On Friday, both silver and gold advanced, with gold climbing again above its 200-day moving average, trading near 1,810 USD during the US session.
Solid jobs market
All focus today was on the US jobs report for January, which showed the economy created 467,000 new jobs in that month, three times the consensus of 150,000. However, the number was a 3-sigma beat, suggesting that the consensus was wrong. In fact, the actual result came in at double the highest forecast.
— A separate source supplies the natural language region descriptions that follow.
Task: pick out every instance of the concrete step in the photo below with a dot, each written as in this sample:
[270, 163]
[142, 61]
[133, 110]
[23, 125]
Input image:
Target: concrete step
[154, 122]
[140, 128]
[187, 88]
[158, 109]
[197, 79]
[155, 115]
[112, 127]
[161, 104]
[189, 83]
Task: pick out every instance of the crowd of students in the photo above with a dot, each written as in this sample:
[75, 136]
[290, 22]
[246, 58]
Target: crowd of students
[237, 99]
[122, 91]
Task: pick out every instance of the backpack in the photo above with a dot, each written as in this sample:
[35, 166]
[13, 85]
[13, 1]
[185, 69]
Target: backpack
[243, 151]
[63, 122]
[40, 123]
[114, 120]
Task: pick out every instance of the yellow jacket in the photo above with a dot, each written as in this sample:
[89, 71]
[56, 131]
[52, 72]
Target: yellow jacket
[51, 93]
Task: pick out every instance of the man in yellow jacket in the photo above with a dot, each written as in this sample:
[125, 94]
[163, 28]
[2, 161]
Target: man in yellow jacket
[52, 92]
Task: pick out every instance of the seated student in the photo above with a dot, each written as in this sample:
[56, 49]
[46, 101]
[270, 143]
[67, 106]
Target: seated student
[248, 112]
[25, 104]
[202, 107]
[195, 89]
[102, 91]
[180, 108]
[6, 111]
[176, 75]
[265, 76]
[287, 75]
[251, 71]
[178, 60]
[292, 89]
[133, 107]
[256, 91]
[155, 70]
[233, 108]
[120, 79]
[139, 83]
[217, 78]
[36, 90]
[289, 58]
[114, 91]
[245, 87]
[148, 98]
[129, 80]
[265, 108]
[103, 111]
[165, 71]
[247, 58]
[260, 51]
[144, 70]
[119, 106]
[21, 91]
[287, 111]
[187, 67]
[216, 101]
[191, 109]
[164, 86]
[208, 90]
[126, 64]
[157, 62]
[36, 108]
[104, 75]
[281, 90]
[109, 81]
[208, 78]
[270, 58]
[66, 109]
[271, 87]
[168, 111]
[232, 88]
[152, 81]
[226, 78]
Additionally, the BLS also revised December payrolls from 199,000 to 510,000. Lastly, as part of the BLS’s annual revisions, November was revised from 249,000 to 647,000. This means that the previous two months’ revisions were 709,000 higher, putting the monthly average to about 500,000, nearly the same as before the pandemic.
The unemployment rate rose marginally from 3.9% to 4.0%, worse than 3.9% expected. The participation rate also increased, rising from 61.9% to 62.2%.
Finally, average hourly earnings (wage growth) jumped more than forecast, printing 0.7% monthly (more than 0.5% consensus) and 5.7% yearly, smashing expectations of 5.2%. That fast the fastest yearly increase since May 2020.
The bottom line comes from Dennis DeBusschere, founder of 22V Research: “Net-net, labor market is super strong, the Fed still has to tighten, and March rate hike expectations have gaped higher.”
Following the data, US yields literally exploded higher, with the 10-year yield soaring to 1.9%, where the critical resistance is spotted. It is the highest level since January 2020. At the same time, the 2-year yield rocketed to 1.3%; the threshold was last reached in February 2020.
The market is slowly leaning towards a 50-bps rate hike in March, while four additional rate hikes this year are currently priced in.
Technical situation seems neutral for now
One would expect a sharp decline in precious metals following such a strong employment report and soaring yields. However, the exact opposite has happened, and both silver and gold were trading higher on the day (at the time of writing).
For now, gold remains stuck in limbo as the metal has not moved anywhere over the previous months. The 200-day average near 1,808 USD continues to be a magnet for the metal.
However, it looks like a triple bottom pattern with support near 1,780 USD, which can send gold above November highs of 1,865 USD. Although it is hard to imagine gold rallying, considering the high yields and strong USD.